Le fantasque, explosif et décomplexé Contador a t-il changé de style ? Dans les nombreux débats ayant accompagné le mois de mai que nous avons vécu, la possibilité de remporter ce Giro à l’économie, tout en maîtrise, est rapidement apparue. S’il était dans la peau de Vincenzo Nibali en 2013, souhaitant remporter consécutivement Tour d’Italie et Tour d’Espagne, ou Nairo Quintana en 2014, évidemment que Contador aurait sans doute pris plus de risques. Mais dans la perspective de succéder à Marco Pantani, dernier cycliste à avoir victorieusement doublé le Giro et le Tour de France, pouvait-il en être autrement ? Ce n’est pas son patron, Oleg Tinkov, qui dira le contraire.

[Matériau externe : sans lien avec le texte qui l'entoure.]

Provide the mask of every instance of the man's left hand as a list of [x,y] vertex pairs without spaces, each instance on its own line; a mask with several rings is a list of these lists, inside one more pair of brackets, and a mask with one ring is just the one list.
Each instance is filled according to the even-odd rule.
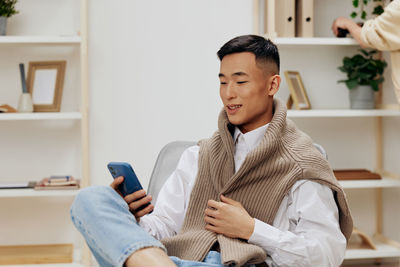
[[206,229],[231,238],[248,240],[254,231],[254,218],[240,202],[221,195],[221,202],[208,201],[204,211]]

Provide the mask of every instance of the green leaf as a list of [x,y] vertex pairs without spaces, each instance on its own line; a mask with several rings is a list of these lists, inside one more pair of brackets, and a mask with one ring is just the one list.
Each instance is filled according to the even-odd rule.
[[353,89],[354,87],[356,87],[358,85],[357,79],[352,79],[352,80],[347,80],[346,81],[346,86],[349,89]]

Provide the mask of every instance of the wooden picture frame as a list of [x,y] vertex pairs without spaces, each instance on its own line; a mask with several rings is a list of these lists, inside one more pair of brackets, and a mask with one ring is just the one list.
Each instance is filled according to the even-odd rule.
[[27,86],[33,111],[60,111],[66,63],[65,60],[29,62]]
[[290,109],[294,104],[296,109],[311,109],[310,100],[300,73],[298,71],[285,71],[285,78],[290,91],[287,108]]

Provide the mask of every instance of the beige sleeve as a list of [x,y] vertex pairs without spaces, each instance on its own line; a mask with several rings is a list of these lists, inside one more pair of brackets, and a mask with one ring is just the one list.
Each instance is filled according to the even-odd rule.
[[380,51],[400,50],[400,0],[394,0],[380,16],[365,22],[361,40]]

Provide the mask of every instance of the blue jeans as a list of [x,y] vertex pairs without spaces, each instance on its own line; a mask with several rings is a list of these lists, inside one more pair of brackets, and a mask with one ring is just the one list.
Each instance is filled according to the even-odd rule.
[[[71,219],[101,267],[123,266],[141,248],[158,247],[166,251],[160,241],[137,224],[128,204],[109,186],[82,189],[71,206]],[[181,267],[224,266],[216,251],[210,251],[203,262],[170,258]]]

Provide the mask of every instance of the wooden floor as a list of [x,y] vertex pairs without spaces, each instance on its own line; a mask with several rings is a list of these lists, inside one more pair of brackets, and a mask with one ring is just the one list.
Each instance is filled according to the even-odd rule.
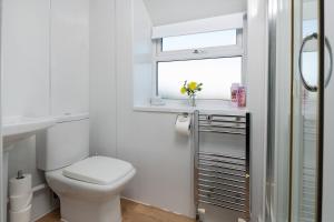
[[[143,205],[128,200],[121,200],[122,222],[195,222],[186,216]],[[49,213],[37,222],[59,222],[59,210]]]

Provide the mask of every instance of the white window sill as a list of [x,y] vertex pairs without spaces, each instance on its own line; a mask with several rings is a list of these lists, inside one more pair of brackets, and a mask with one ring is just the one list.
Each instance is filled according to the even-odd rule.
[[222,114],[244,115],[247,108],[237,108],[230,101],[224,100],[198,100],[196,107],[190,107],[185,100],[165,100],[164,105],[135,104],[134,111],[138,112],[166,112],[166,113],[193,113],[195,110],[202,112],[214,112]]

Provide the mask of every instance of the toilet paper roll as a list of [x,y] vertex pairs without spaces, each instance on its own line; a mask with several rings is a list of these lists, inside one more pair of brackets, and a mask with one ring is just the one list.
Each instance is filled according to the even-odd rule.
[[12,178],[9,180],[9,195],[18,196],[31,193],[31,174],[23,174],[23,179]]
[[9,211],[10,222],[31,222],[31,204],[21,211]]
[[32,192],[23,195],[9,196],[10,210],[21,211],[28,208],[32,201]]
[[175,130],[177,133],[181,135],[189,135],[190,124],[191,124],[191,118],[189,115],[184,115],[184,114],[178,115],[175,123]]

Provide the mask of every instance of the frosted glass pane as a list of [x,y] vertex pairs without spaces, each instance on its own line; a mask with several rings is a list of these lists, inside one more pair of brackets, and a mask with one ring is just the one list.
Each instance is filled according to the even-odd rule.
[[317,52],[303,52],[302,69],[306,82],[317,85]]
[[242,82],[242,58],[158,62],[160,97],[186,99],[186,95],[180,94],[185,80],[204,84],[198,99],[230,99],[232,83]]
[[163,39],[163,51],[200,49],[236,44],[236,30],[225,30]]
[[317,32],[317,20],[311,19],[311,20],[304,20],[303,21],[303,37],[313,34],[314,32]]

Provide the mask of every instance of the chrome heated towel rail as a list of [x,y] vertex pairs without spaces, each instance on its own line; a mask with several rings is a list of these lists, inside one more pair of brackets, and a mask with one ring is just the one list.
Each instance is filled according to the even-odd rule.
[[[194,112],[194,184],[196,220],[200,221],[199,204],[209,204],[250,218],[250,114],[227,115]],[[223,133],[245,138],[243,155],[206,152],[199,147],[200,133]]]

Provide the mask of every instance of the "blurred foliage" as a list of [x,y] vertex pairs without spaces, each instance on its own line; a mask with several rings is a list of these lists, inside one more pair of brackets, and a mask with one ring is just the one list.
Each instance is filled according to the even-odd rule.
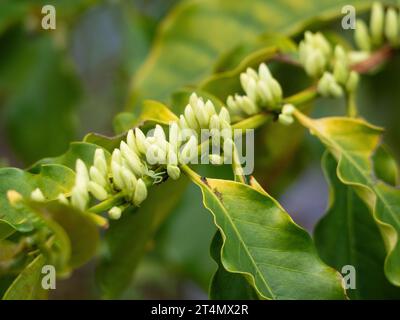
[[[68,149],[69,142],[89,131],[112,133],[112,118],[125,106],[128,112],[114,121],[116,133],[123,133],[138,122],[136,115],[145,109],[144,99],[162,100],[179,112],[189,92],[196,87],[200,96],[211,98],[220,106],[228,92],[240,89],[237,78],[240,71],[268,60],[278,48],[291,52],[293,43],[286,36],[296,35],[306,27],[323,26],[330,30],[329,22],[340,16],[343,5],[364,8],[371,2],[3,0],[0,3],[0,167],[3,158],[6,163],[31,165],[65,151],[65,155],[46,158],[39,164],[72,168],[78,155],[90,162],[94,148],[91,143],[110,149],[119,143],[121,136],[107,140],[88,135],[87,143],[74,143]],[[43,4],[57,8],[56,31],[40,28]],[[276,36],[277,32],[282,36]],[[341,31],[345,38],[346,32]],[[287,94],[309,84],[302,71],[294,67],[274,64],[271,67]],[[364,77],[358,94],[361,114],[387,128],[385,139],[397,157],[400,157],[400,93],[397,80],[393,79],[399,73],[397,56],[389,68]],[[317,106],[314,115],[343,110],[343,102],[326,99]],[[274,196],[293,182],[305,162],[322,153],[315,142],[303,141],[300,127],[295,130],[296,138],[290,139],[289,145],[285,140],[288,131],[283,126],[267,125],[257,132],[255,174]],[[302,144],[306,148],[299,151]],[[288,170],[293,161],[295,165]],[[41,176],[43,172],[38,168],[38,164],[34,165],[26,175]],[[220,168],[218,172],[201,170],[205,176],[228,176],[228,170]],[[130,298],[146,297],[152,290],[156,297],[179,297],[187,294],[178,290],[186,279],[207,290],[217,268],[209,255],[215,227],[201,206],[196,187],[186,188],[185,182],[179,183],[162,186],[154,192],[154,199],[166,201],[162,207],[157,206],[156,200],[154,203],[150,200],[137,212],[111,224],[102,242],[97,269],[102,289],[99,295],[116,297],[128,288],[125,297]],[[0,224],[0,234],[9,232],[6,225]],[[18,233],[15,237],[18,239]],[[93,250],[88,248],[90,254]],[[146,253],[147,258],[132,283],[139,258]],[[39,262],[31,261],[22,272],[30,272]],[[219,269],[224,277],[223,271]],[[214,278],[214,285],[229,281],[223,277]],[[0,296],[14,278],[15,275],[1,279]],[[32,273],[30,280],[35,279]],[[236,278],[232,279],[232,285],[236,281],[241,284],[241,279]]]

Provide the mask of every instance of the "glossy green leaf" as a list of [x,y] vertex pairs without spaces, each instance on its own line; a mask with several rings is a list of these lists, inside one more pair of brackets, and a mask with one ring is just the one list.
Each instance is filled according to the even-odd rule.
[[119,220],[111,221],[97,269],[105,298],[118,297],[129,286],[149,242],[176,206],[186,185],[185,179],[179,179],[154,186],[140,208],[127,210]]
[[33,174],[20,169],[0,169],[0,221],[13,228],[26,232],[33,228],[29,210],[17,210],[10,205],[7,192],[16,190],[24,197],[40,188],[48,199],[55,199],[58,194],[70,191],[74,183],[74,172],[61,165],[44,165],[40,172]]
[[221,54],[260,34],[291,34],[312,19],[340,16],[344,5],[361,8],[371,2],[185,1],[164,21],[148,59],[135,76],[128,108],[144,99],[166,101],[180,87],[199,83],[212,73]]
[[331,154],[324,155],[322,166],[330,184],[330,205],[314,232],[321,258],[336,270],[355,268],[356,288],[347,290],[351,299],[400,297],[400,289],[385,277],[385,246],[370,209],[337,178],[337,161]]
[[374,157],[374,171],[382,181],[396,186],[399,183],[399,168],[396,160],[385,145],[379,146]]
[[268,299],[343,299],[340,274],[319,259],[310,236],[266,192],[189,173],[203,192],[224,245],[226,270]]
[[32,300],[40,290],[41,272],[45,264],[42,255],[38,255],[18,275],[3,296],[3,300]]
[[223,240],[218,231],[211,243],[210,253],[218,265],[211,279],[209,297],[213,300],[257,300],[258,295],[246,278],[239,273],[228,272],[221,263]]
[[296,116],[335,156],[339,179],[353,186],[373,209],[387,250],[385,274],[391,283],[399,286],[400,190],[376,180],[371,163],[382,129],[360,119],[332,117],[313,120],[300,112],[296,112]]

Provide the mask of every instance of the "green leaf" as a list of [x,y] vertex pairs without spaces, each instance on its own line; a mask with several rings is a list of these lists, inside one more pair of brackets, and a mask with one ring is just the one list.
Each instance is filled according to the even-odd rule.
[[379,146],[373,158],[374,171],[382,181],[396,186],[399,182],[399,169],[392,153],[385,145]]
[[133,212],[127,210],[119,220],[111,221],[97,269],[97,280],[105,298],[118,297],[129,286],[149,242],[179,201],[186,185],[185,179],[179,179],[154,186],[140,208]]
[[0,221],[8,223],[21,232],[33,229],[32,214],[17,210],[8,201],[8,190],[16,190],[29,198],[31,192],[40,188],[48,199],[69,192],[74,183],[74,172],[61,165],[44,165],[38,173],[29,173],[15,168],[0,169]]
[[3,296],[3,300],[32,300],[40,290],[40,276],[45,259],[37,256],[18,275]]
[[189,170],[222,234],[226,270],[245,276],[263,298],[345,297],[340,274],[320,261],[307,232],[259,186],[200,178]]
[[355,268],[356,288],[347,290],[351,299],[398,298],[400,289],[384,274],[385,246],[370,209],[337,178],[331,154],[325,153],[322,166],[330,184],[330,206],[314,232],[321,258],[336,270]]
[[228,272],[221,263],[223,240],[217,231],[211,243],[210,253],[218,265],[210,284],[212,300],[257,300],[258,295],[246,278],[239,273]]
[[339,16],[344,5],[361,8],[371,2],[185,1],[162,24],[148,59],[135,76],[128,108],[144,99],[166,101],[180,87],[199,83],[212,73],[221,54],[260,34],[292,34],[313,19]]
[[360,119],[313,120],[298,111],[295,114],[335,156],[342,183],[354,187],[373,209],[387,251],[385,274],[391,283],[400,286],[400,190],[376,180],[371,163],[382,130]]

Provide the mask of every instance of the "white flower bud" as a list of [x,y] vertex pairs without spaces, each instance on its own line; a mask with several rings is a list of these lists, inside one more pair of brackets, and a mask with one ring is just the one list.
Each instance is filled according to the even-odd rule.
[[137,183],[135,175],[126,167],[121,167],[121,178],[124,184],[124,189],[129,193],[133,193]]
[[363,51],[371,51],[371,38],[368,33],[368,27],[362,20],[357,20],[356,30],[354,31],[354,40],[357,47]]
[[211,164],[213,164],[213,165],[219,166],[219,165],[224,164],[224,158],[221,157],[221,156],[218,155],[218,154],[210,154],[210,155],[208,156],[208,158],[210,159],[210,162],[211,162]]
[[100,201],[103,201],[108,197],[107,191],[94,181],[89,182],[89,192]]
[[130,129],[126,135],[126,143],[134,153],[139,154],[139,148],[136,145],[136,138],[132,129]]
[[60,194],[57,196],[57,200],[58,200],[61,204],[69,205],[68,199],[67,199],[67,197],[65,196],[65,194],[63,194],[63,193],[60,193]]
[[97,167],[91,166],[89,169],[89,175],[92,181],[96,182],[97,184],[101,185],[104,188],[107,187],[108,185],[107,178],[102,175],[102,173]]
[[382,3],[374,2],[371,11],[370,29],[372,43],[379,46],[383,41],[384,11]]
[[199,125],[196,120],[196,116],[193,112],[192,106],[188,104],[184,111],[186,123],[189,125],[190,128],[197,130],[199,129]]
[[231,123],[231,116],[230,116],[230,114],[229,114],[228,109],[225,108],[225,107],[222,107],[222,108],[221,108],[218,117],[219,117],[221,120],[224,120],[224,121],[226,121],[226,122],[228,122],[228,123]]
[[179,116],[179,126],[181,127],[182,130],[190,128],[189,124],[186,122],[184,115],[182,114]]
[[286,126],[291,125],[293,123],[293,121],[294,121],[292,116],[289,116],[289,115],[286,115],[286,114],[283,114],[283,113],[281,113],[279,115],[278,120],[279,120],[280,123],[282,123],[282,124],[284,124]]
[[210,119],[214,114],[216,114],[214,104],[210,100],[207,100],[204,107],[206,109],[208,119]]
[[352,71],[350,72],[349,79],[346,83],[346,90],[348,92],[354,92],[358,86],[358,82],[360,80],[360,76],[357,72]]
[[260,75],[260,79],[262,80],[268,80],[272,78],[271,72],[269,71],[269,68],[265,63],[261,63],[258,67],[258,74]]
[[173,180],[178,180],[181,175],[181,170],[178,166],[175,165],[167,165],[167,173]]
[[139,206],[147,198],[147,187],[142,179],[139,179],[136,184],[133,203]]
[[247,115],[253,115],[258,112],[257,105],[249,97],[244,96],[242,104]]
[[120,207],[112,207],[108,211],[108,216],[110,217],[110,219],[113,220],[118,220],[119,218],[121,218],[121,214],[122,214],[122,209]]
[[44,194],[43,194],[42,190],[40,190],[39,188],[36,188],[35,190],[33,190],[31,192],[31,199],[33,201],[37,201],[37,202],[46,201],[46,198],[44,197]]
[[135,137],[136,137],[136,146],[140,153],[146,154],[148,143],[146,141],[146,136],[144,135],[143,131],[139,128],[135,129]]
[[102,175],[104,176],[107,175],[108,166],[103,149],[97,148],[96,151],[94,152],[93,165],[100,171]]
[[82,189],[87,189],[89,183],[89,173],[85,163],[78,159],[76,160],[76,176],[75,185]]
[[169,126],[169,143],[177,150],[181,144],[181,133],[178,124],[174,121]]
[[197,156],[198,156],[197,138],[195,136],[191,136],[189,141],[183,146],[180,152],[179,160],[186,164]]
[[132,151],[131,148],[124,142],[121,141],[120,150],[122,157],[128,163],[129,168],[138,176],[144,173],[144,165],[140,161],[140,158],[136,153]]
[[396,46],[399,44],[399,16],[396,9],[389,8],[385,19],[385,36],[390,44]]

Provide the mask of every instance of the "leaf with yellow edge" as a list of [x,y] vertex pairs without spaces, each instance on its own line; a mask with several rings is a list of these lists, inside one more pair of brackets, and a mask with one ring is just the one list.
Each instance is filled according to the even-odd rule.
[[371,161],[382,129],[361,119],[314,120],[299,111],[295,111],[295,116],[334,155],[342,183],[353,186],[373,210],[387,251],[385,274],[391,283],[400,286],[400,190],[374,177]]
[[201,188],[221,232],[225,270],[244,276],[267,299],[345,298],[340,274],[319,259],[307,232],[260,187],[184,170]]

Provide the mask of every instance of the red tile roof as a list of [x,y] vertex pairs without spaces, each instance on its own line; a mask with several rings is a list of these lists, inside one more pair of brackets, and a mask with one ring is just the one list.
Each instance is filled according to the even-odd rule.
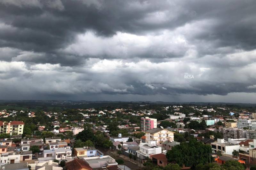
[[66,165],[68,170],[80,170],[83,168],[92,170],[92,168],[85,161],[78,159],[75,159],[68,162],[66,163]]
[[155,159],[157,159],[161,160],[163,162],[167,163],[167,159],[166,158],[166,156],[163,153],[156,154],[155,155],[150,155],[150,156],[152,158],[154,158]]
[[25,124],[23,122],[21,121],[12,121],[10,122],[10,124],[11,125],[17,125],[19,124]]

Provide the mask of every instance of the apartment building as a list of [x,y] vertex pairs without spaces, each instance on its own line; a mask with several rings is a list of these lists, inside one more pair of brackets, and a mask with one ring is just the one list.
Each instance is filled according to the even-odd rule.
[[84,130],[83,128],[82,127],[74,127],[72,129],[72,131],[73,132],[73,135],[75,135],[78,134],[79,132],[81,132]]
[[214,120],[205,120],[205,123],[207,126],[213,125],[215,123],[215,121]]
[[164,142],[173,141],[174,133],[168,130],[160,128],[155,128],[146,131],[146,143],[154,141],[156,145],[162,146]]
[[228,138],[232,139],[248,138],[246,137],[246,131],[243,129],[239,129],[237,128],[220,127],[217,131],[222,133],[223,134],[223,138],[226,139]]
[[239,119],[237,124],[237,128],[246,128],[250,130],[256,130],[256,120]]
[[225,122],[226,128],[235,128],[236,127],[236,122]]
[[0,121],[0,133],[21,135],[23,133],[25,124],[20,121],[12,121],[9,123]]
[[150,118],[148,117],[140,118],[140,129],[143,131],[156,128],[157,119]]
[[246,138],[249,139],[256,139],[256,131],[246,131]]

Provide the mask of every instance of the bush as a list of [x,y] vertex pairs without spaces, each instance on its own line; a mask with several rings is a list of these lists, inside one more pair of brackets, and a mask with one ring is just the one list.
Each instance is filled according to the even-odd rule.
[[53,162],[56,162],[56,163],[59,163],[59,162],[60,161],[59,161],[59,160],[57,159],[54,159],[54,160],[53,160]]
[[117,162],[118,164],[124,164],[124,160],[121,159],[116,160],[116,162]]
[[65,166],[65,161],[62,160],[60,161],[60,166],[64,167]]

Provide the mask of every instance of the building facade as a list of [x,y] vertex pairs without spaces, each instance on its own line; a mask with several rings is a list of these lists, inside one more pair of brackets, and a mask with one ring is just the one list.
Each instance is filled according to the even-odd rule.
[[250,130],[256,130],[256,120],[239,119],[237,120],[237,128],[246,128]]
[[20,121],[12,121],[9,123],[0,121],[0,133],[21,135],[23,133],[25,124]]
[[225,127],[226,128],[236,128],[236,122],[225,122]]
[[149,118],[148,117],[141,117],[140,118],[140,129],[142,131],[156,128],[157,125],[157,119]]
[[164,142],[172,142],[174,140],[174,133],[166,129],[155,128],[145,132],[146,143],[149,141],[154,141],[156,145],[162,146]]

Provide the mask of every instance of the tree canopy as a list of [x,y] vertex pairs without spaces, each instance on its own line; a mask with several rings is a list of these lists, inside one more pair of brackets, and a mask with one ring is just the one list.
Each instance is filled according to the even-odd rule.
[[210,156],[212,148],[210,146],[197,142],[194,138],[191,139],[188,143],[182,142],[172,147],[166,153],[166,158],[175,161],[180,166],[195,167],[202,163],[206,164],[213,161]]

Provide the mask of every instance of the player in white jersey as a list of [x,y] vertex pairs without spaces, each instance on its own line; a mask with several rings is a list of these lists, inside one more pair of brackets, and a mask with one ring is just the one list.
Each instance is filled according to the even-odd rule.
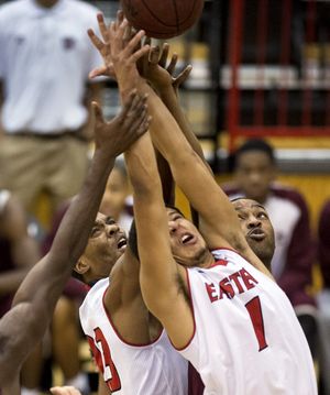
[[[123,279],[124,281],[124,279]],[[105,382],[118,395],[186,395],[187,362],[170,345],[164,329],[147,343],[129,342],[113,322],[103,301],[111,279],[100,279],[80,307],[80,322]],[[136,297],[135,304],[140,304]],[[136,309],[140,310],[138,306]],[[120,312],[119,312],[120,314]],[[131,317],[131,331],[147,328]]]
[[[249,246],[227,196],[160,98],[139,77],[131,56],[134,46],[124,40],[127,26],[123,21],[109,30],[120,90],[124,95],[135,86],[148,94],[153,141],[199,211],[205,237],[176,210],[166,212],[152,142],[147,134],[142,136],[125,160],[147,307],[201,374],[205,394],[316,394],[311,355],[289,301]],[[152,58],[144,66],[154,67]],[[258,220],[270,224],[265,210],[255,206]],[[271,230],[271,226],[253,229],[253,238],[270,244]],[[218,250],[219,262],[209,248]]]

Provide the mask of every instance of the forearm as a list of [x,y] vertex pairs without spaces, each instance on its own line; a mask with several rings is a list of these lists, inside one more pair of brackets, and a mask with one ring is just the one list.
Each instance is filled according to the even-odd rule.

Satisfait de la victoire peu importe la manière, il sait que le contrat est déjà à moitié rempli. À moins que ces joutes italiennes aient exposé des carences plus révélatrices sur son état physique… Âgé de 32 ans, Contador sait bien que 2015 est peut-être la dernière année pour réussir un tel défi. Les sacrifices sont nécessaires. Alors, moins de spectacle et de folie pour une plus grande assurance mentale, ce serait l’idée ? Face à la paire de l’équipe kazakhe, encore bien trop mal coordonnée pour terrasser quelqu’un de sa trempe, cela a bien fonctionné. Mais pourra t-il répéter pareille tactique en juillet, face à Froome, Nibali, Quintana et Pinot, qui se sont déjà ménagés sur les courses World Tour de préparation ? On ne le saura pas dans l’immédiat. Et heureusement, le Giro nous a quand même offert de magnifiques étapes, des surprises et des révélations. Le reste, on en reparlera à Paris.